I am very sarcastic. I always have been. I guess it is a byproduct of the environment I grew up in. It seems everyone in my family has the sarcasm bone and we tend to (over)use it everyday. It is a way of life; being a sarcastic person.

My wife doesn't get my sarcasm sometimes and she tends to get angry with me every now and then.  Sometimes even I have to retract my statements because I use my sarcasm when I respond to questions from my two year old without even thinking about it.  It's a sickness I know.

Part of me thinks that my nonchalant attitude and quick witted remarks will rub off on my son in a good way and make him less prone to being upset by peoples words in the future. Then there is another part of me that wishes he wouldn't have to build a tolerance for harsh statements. It isn't that I am particularly harsh towards him but sometimes I answer questions with questions and I say lighthearted things to him that could seem like insults.

One example is that when he wants to be carried rather than walk I say "sure I'll carry you ya lazy bum". I laugh when I say it and so does Ryker. My better half doesn't like that at all because it may be hurting his feelings. I totally understand her logic, but I can't stop myself from saying the phrase(It's just so funny when he laughs and says "my no lazy bum dada"). Maybe I should explain to him (when he is capable of understanding) that I don't really mean to hurt his feelings when I say things like that. It is just my way of getting him riled up and hopefully spur him to want to walk on his own just to prove me wrong.
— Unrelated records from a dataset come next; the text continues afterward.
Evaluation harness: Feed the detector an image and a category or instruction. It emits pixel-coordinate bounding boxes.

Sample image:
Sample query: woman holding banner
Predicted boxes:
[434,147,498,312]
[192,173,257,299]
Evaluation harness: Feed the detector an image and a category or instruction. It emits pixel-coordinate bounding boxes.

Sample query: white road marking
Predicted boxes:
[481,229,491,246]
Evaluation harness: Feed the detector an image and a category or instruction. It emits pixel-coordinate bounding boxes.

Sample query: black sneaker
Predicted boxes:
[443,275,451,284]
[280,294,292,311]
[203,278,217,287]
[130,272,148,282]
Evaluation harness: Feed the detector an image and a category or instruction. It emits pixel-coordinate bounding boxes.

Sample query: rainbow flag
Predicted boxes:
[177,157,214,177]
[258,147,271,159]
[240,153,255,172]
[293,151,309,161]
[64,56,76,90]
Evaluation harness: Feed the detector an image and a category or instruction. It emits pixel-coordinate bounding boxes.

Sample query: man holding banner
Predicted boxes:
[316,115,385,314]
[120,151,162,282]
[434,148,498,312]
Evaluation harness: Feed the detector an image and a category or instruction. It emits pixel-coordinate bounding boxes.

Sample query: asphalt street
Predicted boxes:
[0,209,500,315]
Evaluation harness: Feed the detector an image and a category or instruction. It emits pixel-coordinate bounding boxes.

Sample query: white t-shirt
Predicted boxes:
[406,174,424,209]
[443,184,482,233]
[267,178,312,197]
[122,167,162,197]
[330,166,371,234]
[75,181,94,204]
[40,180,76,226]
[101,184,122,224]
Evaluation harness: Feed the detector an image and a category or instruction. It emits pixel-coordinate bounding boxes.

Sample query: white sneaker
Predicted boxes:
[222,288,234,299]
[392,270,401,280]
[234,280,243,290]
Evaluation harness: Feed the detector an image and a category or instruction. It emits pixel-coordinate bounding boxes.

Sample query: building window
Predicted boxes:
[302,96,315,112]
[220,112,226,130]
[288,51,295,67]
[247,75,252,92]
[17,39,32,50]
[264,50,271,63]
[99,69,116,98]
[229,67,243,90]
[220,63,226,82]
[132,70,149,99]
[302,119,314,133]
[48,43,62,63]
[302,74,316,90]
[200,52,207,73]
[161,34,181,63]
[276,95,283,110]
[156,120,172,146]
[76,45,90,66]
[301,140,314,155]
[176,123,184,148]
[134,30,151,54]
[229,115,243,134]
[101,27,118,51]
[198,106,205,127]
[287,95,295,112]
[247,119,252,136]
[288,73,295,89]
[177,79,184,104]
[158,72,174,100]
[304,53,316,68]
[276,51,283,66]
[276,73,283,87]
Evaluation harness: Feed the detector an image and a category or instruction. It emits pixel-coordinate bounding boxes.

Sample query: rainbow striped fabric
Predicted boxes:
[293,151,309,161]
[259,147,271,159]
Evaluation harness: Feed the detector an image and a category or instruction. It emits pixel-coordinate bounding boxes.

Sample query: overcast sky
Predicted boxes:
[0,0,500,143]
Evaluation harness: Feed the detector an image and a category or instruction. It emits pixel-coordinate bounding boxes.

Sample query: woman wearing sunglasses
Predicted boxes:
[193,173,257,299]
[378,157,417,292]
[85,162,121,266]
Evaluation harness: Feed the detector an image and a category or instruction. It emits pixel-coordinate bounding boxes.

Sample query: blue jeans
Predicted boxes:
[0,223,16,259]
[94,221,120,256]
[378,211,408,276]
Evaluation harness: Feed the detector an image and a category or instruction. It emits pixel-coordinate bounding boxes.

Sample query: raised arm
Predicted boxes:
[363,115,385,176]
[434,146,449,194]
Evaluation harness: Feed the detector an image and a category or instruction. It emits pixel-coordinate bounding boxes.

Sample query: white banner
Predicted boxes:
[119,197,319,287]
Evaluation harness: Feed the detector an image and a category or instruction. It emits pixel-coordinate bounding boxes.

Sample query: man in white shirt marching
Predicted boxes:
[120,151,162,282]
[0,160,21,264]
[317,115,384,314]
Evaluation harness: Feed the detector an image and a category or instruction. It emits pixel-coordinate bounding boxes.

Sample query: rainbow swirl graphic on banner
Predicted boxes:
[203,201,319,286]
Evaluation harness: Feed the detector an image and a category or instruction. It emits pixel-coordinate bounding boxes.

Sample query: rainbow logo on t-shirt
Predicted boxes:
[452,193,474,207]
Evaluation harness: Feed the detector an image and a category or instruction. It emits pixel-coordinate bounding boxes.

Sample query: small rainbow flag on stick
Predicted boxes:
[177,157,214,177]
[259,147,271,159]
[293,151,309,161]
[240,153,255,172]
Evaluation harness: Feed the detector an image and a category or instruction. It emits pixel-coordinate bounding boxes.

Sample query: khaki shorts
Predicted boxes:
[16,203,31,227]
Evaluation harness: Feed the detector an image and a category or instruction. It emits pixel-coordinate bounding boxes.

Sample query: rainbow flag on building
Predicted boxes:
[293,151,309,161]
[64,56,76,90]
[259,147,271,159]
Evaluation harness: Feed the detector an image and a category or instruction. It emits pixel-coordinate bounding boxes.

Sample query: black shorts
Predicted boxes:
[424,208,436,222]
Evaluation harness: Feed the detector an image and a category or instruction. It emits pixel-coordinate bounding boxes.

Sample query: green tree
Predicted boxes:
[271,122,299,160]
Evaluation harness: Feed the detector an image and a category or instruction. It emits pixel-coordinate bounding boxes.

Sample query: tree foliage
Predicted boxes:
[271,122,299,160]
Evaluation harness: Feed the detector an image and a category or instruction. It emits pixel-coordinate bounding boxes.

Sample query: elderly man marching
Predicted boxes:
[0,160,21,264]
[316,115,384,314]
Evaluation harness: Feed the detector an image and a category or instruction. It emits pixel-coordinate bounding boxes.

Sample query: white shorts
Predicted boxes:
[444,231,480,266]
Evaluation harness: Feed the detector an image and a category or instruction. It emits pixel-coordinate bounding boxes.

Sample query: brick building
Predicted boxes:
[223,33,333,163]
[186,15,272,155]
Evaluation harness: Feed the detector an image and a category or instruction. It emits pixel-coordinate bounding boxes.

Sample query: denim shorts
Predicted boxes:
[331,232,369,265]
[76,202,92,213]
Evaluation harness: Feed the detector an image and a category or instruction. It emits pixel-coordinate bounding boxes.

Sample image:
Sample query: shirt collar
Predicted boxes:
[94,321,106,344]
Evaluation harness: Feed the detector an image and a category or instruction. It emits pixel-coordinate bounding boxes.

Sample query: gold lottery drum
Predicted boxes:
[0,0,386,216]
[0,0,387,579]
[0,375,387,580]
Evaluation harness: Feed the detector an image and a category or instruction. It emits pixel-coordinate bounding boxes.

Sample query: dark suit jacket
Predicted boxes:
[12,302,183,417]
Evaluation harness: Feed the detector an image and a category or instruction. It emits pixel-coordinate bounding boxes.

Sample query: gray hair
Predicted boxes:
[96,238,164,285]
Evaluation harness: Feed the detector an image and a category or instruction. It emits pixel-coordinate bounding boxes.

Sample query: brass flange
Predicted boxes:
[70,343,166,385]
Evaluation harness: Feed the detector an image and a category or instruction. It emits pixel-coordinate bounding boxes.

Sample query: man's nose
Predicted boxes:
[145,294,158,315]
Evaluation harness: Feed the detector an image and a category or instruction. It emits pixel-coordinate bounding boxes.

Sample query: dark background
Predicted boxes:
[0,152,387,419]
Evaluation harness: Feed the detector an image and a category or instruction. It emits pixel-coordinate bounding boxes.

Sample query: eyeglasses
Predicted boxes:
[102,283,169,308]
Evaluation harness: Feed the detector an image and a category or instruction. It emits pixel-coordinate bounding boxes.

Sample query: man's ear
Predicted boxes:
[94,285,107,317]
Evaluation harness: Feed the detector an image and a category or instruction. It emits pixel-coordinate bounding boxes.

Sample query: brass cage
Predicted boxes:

Realistically he will have to build some sort of tolerance to the world and maybe I should be the one who helps him construct these "defense mechanisms". I can't in good conscience allow him to become vulnerable to beat downs from verbal bullies, so I should guide him in some way to become mentally strong.

I guess what I am getting at is that I want him to be strong while still retaining his positive mind. I want my son to still believe that people are filled with good intentions as a whole and that he can trust people; but he needs to be able to decipher the difference between good and bad.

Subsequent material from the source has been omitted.